NISAは、年間一定額までの投資枠内で購入した株式・投資信託などの利益が非課税となる制度です。
非課税期間は無期限となっており、資産の引き出しに制限がありません。
iDeCoは自分で老後の年金を準備する「私的年金」の一種で、原則60歳まで引き出せないことが特徴です。
「運用益が非課税で再投資される」「掛金が全額所得控除になる」「受取時にも控除が適用される」といった税制面での優遇を受けながら老後資金を準備できます。
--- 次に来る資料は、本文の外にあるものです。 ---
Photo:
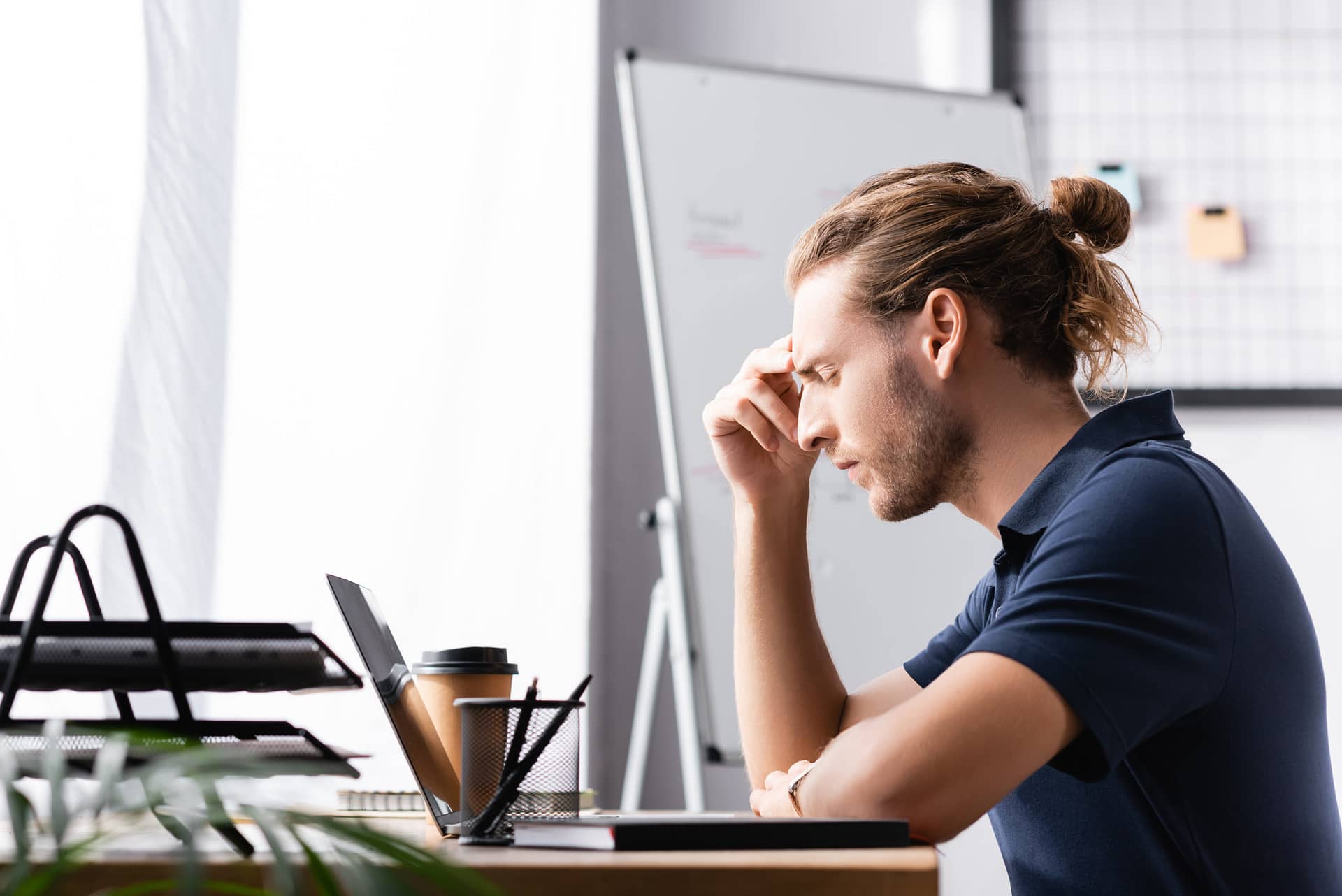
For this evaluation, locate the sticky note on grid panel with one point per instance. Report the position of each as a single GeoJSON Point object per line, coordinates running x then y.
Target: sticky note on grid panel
{"type": "Point", "coordinates": [1215, 232]}
{"type": "Point", "coordinates": [1124, 179]}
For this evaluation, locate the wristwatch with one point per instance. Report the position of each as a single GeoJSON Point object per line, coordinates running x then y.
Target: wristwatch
{"type": "Point", "coordinates": [793, 785]}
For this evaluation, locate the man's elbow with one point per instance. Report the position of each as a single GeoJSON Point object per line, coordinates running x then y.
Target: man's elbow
{"type": "Point", "coordinates": [930, 817]}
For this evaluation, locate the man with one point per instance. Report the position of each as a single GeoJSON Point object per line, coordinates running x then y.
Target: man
{"type": "Point", "coordinates": [1133, 691]}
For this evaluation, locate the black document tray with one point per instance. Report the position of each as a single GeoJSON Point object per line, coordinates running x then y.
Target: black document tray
{"type": "Point", "coordinates": [211, 656]}
{"type": "Point", "coordinates": [282, 747]}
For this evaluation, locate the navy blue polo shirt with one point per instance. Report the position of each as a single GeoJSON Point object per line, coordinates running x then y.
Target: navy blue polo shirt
{"type": "Point", "coordinates": [1139, 582]}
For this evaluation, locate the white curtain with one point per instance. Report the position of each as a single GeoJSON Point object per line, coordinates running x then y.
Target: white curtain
{"type": "Point", "coordinates": [168, 428]}
{"type": "Point", "coordinates": [405, 317]}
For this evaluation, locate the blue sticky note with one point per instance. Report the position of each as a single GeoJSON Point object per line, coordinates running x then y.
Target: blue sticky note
{"type": "Point", "coordinates": [1124, 179]}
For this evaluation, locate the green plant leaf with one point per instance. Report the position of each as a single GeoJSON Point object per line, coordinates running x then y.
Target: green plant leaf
{"type": "Point", "coordinates": [171, 887]}
{"type": "Point", "coordinates": [67, 859]}
{"type": "Point", "coordinates": [108, 767]}
{"type": "Point", "coordinates": [282, 869]}
{"type": "Point", "coordinates": [322, 876]}
{"type": "Point", "coordinates": [54, 770]}
{"type": "Point", "coordinates": [423, 862]}
{"type": "Point", "coordinates": [363, 876]}
{"type": "Point", "coordinates": [19, 805]}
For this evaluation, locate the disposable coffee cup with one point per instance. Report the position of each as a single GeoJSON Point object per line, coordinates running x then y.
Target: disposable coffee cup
{"type": "Point", "coordinates": [443, 677]}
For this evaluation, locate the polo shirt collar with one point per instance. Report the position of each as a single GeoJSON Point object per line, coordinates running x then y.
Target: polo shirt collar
{"type": "Point", "coordinates": [1117, 427]}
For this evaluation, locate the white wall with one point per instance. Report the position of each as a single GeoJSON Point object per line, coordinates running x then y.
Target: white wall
{"type": "Point", "coordinates": [71, 182]}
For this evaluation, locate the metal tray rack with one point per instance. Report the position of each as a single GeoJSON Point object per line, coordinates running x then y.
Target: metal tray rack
{"type": "Point", "coordinates": [156, 655]}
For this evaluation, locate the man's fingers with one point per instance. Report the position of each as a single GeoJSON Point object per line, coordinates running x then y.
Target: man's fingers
{"type": "Point", "coordinates": [774, 410]}
{"type": "Point", "coordinates": [765, 361]}
{"type": "Point", "coordinates": [725, 416]}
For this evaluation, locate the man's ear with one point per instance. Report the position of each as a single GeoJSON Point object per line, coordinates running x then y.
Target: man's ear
{"type": "Point", "coordinates": [944, 331]}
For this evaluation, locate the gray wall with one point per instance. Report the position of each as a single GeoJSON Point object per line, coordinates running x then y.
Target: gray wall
{"type": "Point", "coordinates": [941, 43]}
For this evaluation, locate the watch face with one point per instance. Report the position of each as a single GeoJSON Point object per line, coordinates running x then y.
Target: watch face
{"type": "Point", "coordinates": [795, 785]}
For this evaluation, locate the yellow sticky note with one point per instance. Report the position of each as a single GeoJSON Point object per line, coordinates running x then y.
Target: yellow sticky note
{"type": "Point", "coordinates": [1215, 232]}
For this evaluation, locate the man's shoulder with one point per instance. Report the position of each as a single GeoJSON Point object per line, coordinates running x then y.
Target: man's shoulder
{"type": "Point", "coordinates": [1152, 505]}
{"type": "Point", "coordinates": [1153, 478]}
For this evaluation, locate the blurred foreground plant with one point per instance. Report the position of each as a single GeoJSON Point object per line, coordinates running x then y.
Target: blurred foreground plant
{"type": "Point", "coordinates": [340, 856]}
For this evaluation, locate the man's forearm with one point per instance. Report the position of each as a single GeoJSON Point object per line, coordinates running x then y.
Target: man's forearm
{"type": "Point", "coordinates": [789, 697]}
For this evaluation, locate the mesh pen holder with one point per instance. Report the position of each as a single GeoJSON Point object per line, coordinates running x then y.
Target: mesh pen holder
{"type": "Point", "coordinates": [549, 789]}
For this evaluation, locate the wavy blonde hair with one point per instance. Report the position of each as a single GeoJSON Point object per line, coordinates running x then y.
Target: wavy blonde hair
{"type": "Point", "coordinates": [1059, 306]}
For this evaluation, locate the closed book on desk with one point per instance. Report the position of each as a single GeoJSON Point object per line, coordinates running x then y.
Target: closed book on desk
{"type": "Point", "coordinates": [710, 832]}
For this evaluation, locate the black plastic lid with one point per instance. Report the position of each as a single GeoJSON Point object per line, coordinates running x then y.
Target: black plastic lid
{"type": "Point", "coordinates": [466, 660]}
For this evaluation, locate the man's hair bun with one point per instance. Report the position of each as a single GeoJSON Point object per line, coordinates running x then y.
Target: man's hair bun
{"type": "Point", "coordinates": [1091, 210]}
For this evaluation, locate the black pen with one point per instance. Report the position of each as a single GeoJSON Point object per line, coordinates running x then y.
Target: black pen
{"type": "Point", "coordinates": [506, 793]}
{"type": "Point", "coordinates": [524, 719]}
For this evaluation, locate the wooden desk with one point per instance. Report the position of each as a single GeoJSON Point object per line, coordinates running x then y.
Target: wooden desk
{"type": "Point", "coordinates": [563, 872]}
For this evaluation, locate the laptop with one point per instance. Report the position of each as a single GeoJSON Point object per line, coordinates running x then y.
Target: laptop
{"type": "Point", "coordinates": [392, 680]}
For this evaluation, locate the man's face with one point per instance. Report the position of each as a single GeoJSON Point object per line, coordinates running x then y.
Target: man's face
{"type": "Point", "coordinates": [865, 403]}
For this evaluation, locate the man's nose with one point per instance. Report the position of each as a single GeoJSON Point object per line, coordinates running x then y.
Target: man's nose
{"type": "Point", "coordinates": [812, 430]}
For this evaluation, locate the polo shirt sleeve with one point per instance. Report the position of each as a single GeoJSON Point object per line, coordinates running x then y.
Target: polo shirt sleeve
{"type": "Point", "coordinates": [948, 644]}
{"type": "Point", "coordinates": [1125, 607]}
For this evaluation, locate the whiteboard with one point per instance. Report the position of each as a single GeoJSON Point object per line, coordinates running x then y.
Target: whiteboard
{"type": "Point", "coordinates": [728, 166]}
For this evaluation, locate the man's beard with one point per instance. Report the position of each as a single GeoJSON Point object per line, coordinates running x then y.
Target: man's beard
{"type": "Point", "coordinates": [923, 458]}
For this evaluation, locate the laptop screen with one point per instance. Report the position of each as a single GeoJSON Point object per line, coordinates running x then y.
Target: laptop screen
{"type": "Point", "coordinates": [401, 699]}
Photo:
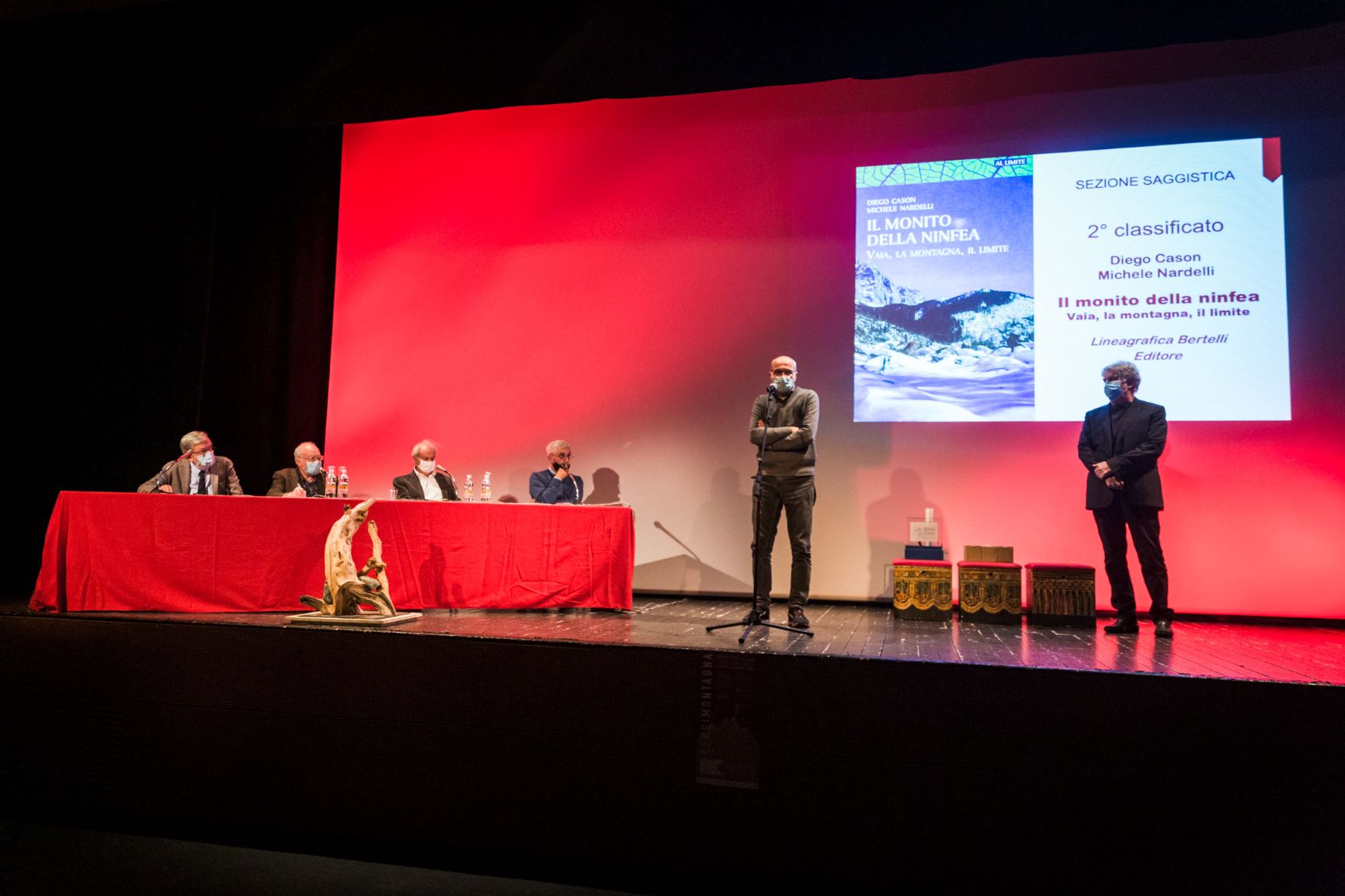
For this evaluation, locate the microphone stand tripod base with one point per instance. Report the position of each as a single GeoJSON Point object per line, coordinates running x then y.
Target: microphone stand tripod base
{"type": "Point", "coordinates": [753, 620]}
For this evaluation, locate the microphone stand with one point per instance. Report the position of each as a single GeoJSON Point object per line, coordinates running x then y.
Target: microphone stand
{"type": "Point", "coordinates": [451, 482]}
{"type": "Point", "coordinates": [755, 616]}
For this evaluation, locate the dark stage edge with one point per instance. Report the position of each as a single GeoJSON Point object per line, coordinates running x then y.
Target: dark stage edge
{"type": "Point", "coordinates": [635, 751]}
{"type": "Point", "coordinates": [1203, 649]}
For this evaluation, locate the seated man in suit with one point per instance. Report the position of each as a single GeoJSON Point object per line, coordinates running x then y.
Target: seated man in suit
{"type": "Point", "coordinates": [424, 483]}
{"type": "Point", "coordinates": [1119, 444]}
{"type": "Point", "coordinates": [306, 479]}
{"type": "Point", "coordinates": [557, 484]}
{"type": "Point", "coordinates": [196, 473]}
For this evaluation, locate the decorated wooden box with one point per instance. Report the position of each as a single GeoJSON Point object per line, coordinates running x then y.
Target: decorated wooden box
{"type": "Point", "coordinates": [990, 592]}
{"type": "Point", "coordinates": [1062, 595]}
{"type": "Point", "coordinates": [922, 589]}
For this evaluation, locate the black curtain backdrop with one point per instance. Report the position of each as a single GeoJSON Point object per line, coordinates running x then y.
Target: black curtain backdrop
{"type": "Point", "coordinates": [172, 174]}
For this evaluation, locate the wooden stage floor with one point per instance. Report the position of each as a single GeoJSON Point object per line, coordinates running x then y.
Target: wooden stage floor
{"type": "Point", "coordinates": [1201, 649]}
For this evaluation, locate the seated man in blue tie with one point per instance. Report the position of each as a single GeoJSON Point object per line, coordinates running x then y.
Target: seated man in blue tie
{"type": "Point", "coordinates": [557, 484]}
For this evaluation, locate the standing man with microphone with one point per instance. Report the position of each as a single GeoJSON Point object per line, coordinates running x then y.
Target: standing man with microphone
{"type": "Point", "coordinates": [786, 418]}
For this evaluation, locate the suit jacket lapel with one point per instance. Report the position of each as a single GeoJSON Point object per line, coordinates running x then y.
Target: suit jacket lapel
{"type": "Point", "coordinates": [1104, 442]}
{"type": "Point", "coordinates": [1124, 425]}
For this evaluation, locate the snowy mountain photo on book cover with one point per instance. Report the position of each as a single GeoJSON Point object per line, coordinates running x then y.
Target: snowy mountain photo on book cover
{"type": "Point", "coordinates": [943, 291]}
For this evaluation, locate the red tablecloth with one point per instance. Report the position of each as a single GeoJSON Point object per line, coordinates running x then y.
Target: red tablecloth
{"type": "Point", "coordinates": [200, 554]}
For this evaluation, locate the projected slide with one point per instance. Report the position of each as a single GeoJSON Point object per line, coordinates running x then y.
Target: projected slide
{"type": "Point", "coordinates": [999, 288]}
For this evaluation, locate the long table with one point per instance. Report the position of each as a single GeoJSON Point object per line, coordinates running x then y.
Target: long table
{"type": "Point", "coordinates": [205, 554]}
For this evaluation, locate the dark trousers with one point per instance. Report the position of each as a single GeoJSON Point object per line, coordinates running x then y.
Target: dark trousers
{"type": "Point", "coordinates": [1144, 532]}
{"type": "Point", "coordinates": [795, 495]}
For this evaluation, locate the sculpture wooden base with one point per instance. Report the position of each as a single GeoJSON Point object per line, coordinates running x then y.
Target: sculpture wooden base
{"type": "Point", "coordinates": [363, 620]}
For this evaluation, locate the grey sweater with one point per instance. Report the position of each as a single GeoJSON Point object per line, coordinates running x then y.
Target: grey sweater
{"type": "Point", "coordinates": [787, 453]}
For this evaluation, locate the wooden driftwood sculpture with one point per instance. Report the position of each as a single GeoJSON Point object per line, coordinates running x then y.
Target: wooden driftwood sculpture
{"type": "Point", "coordinates": [345, 589]}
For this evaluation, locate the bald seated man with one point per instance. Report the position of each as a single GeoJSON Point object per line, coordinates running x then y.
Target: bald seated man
{"type": "Point", "coordinates": [306, 479]}
{"type": "Point", "coordinates": [198, 471]}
目的に合わせてNISA・iDeCoを使い分け、税制面での優遇を上手く活用しながら資産を準備していきましょう。
2.3 時間を味方に付ける
資産を運用する際、時間を味方に付けることも重要なポイントとなります。
資産運用の時間が長くなるほど「複利効果」の恩恵が大きくなるためです。
例えば毎年3%の利回りが出ると仮定した場合、100万円を投資すると1年後の利益は「100万円×3%=3万円」です。
この3万円の利益を元本の100万円に加えて再投資すると、翌年の利益は「103万円×3%=3万900円」になります。
これを繰り返すと資産・利益は雪だるま式に増えていきます。
もちろん毎年必ず資産が増えるわけではありませんが、時間を味方に付けることで資産運用の効率を高めることが可能です。
早いうちから資産運用を始め、時間をかけてじっくり資産を増やしていきましょう。